Smart managed switches sit in the middle. They offer some configuration options like basic VLANs and traffic prioritization at a lower price point than fully managed switches, making them a practical choice for small businesses that need more than plug-and-play but don’t need enterprise-level complexity.
VLANs: Splitting One Switch Into Multiple Networks
One of the most useful features on a managed switch is the ability to create VLANs, or virtual local area networks. A VLAN lets you divide a single physical switch into separate logical networks. Devices on one VLAN can only communicate with other devices on the same VLAN, even though they’re all plugged into the same switch.
For example, a company might put its accounting department on one VLAN and its guest Wi-Fi on another. The guest devices physically share the same switch infrastructure, but they’re completely isolated from the accounting computers. Each VLAN gets a unique ID that gets tagged onto data packets as they travel through the network, ensuring traffic stays within its designated segment.
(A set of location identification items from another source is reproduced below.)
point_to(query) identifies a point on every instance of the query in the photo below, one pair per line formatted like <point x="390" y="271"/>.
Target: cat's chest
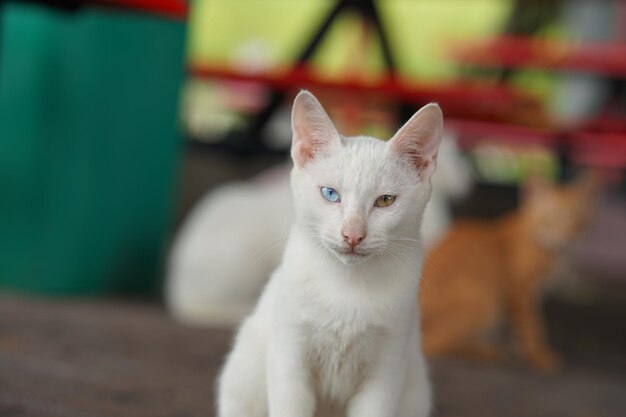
<point x="340" y="356"/>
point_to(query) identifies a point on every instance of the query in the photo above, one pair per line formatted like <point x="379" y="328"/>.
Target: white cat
<point x="336" y="329"/>
<point x="208" y="284"/>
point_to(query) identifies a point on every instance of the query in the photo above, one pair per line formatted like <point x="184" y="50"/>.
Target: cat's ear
<point x="419" y="139"/>
<point x="313" y="132"/>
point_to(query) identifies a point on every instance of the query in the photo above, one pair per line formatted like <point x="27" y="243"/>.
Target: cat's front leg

You can organize VLANs by department, location, device type, or any grouping that makes sense for your setup.
Connecting Multiple Switches Together
If you need more ports than a single switch provides, you can daisy-chain switches by running an Ethernet cable from a port on one switch to a port on another. Brand doesn’t matter for basic connectivity. A common home setup might look like: router to a primary switch in an office, then a second switch in the living room for a TV, gaming console, and streaming device.
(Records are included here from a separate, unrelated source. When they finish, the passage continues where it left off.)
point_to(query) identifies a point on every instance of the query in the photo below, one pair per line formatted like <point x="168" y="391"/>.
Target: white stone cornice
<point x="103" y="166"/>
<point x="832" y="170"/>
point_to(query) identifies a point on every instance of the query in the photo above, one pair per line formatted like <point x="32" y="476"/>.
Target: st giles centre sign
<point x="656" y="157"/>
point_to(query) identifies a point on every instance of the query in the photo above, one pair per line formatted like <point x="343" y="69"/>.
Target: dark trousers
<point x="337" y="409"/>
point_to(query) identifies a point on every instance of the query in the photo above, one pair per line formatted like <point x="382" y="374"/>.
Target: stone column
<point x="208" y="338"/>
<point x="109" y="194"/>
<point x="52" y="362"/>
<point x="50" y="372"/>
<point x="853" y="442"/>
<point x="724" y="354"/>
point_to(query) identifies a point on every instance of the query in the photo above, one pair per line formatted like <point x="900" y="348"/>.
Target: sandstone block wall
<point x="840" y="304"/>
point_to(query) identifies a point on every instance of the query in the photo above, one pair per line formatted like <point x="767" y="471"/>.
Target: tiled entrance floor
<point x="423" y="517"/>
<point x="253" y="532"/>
The main thing to avoid is creating a loop, where two switches are connected to each other by more than one cable without a protocol to handle it. Managed switches use a feature called Spanning Tree Protocol to detect and disable loops automatically. Cheap unmanaged switches typically lack this, so you need to be careful to only connect them with a single cable path.
Other Devices Called “Port Switches”
If you searched for “port switch” and you’re not thinking about networking, you may be looking for a USB switch or a KVM switch. A USB switch lets you share peripherals like a keyboard, mouse, or speakers between two computers with the press of a button. A KVM switch (keyboard, video, mouse) does the same thing but also switches your monitor between computers, so you can control multiple machines from one desk setup. KVM switches tend to cost significantly more and can sometimes cause brief screen blackouts during switching, while a simple USB switch paired with manually toggling your monitor’s input is a cheaper, often more reliable alternative.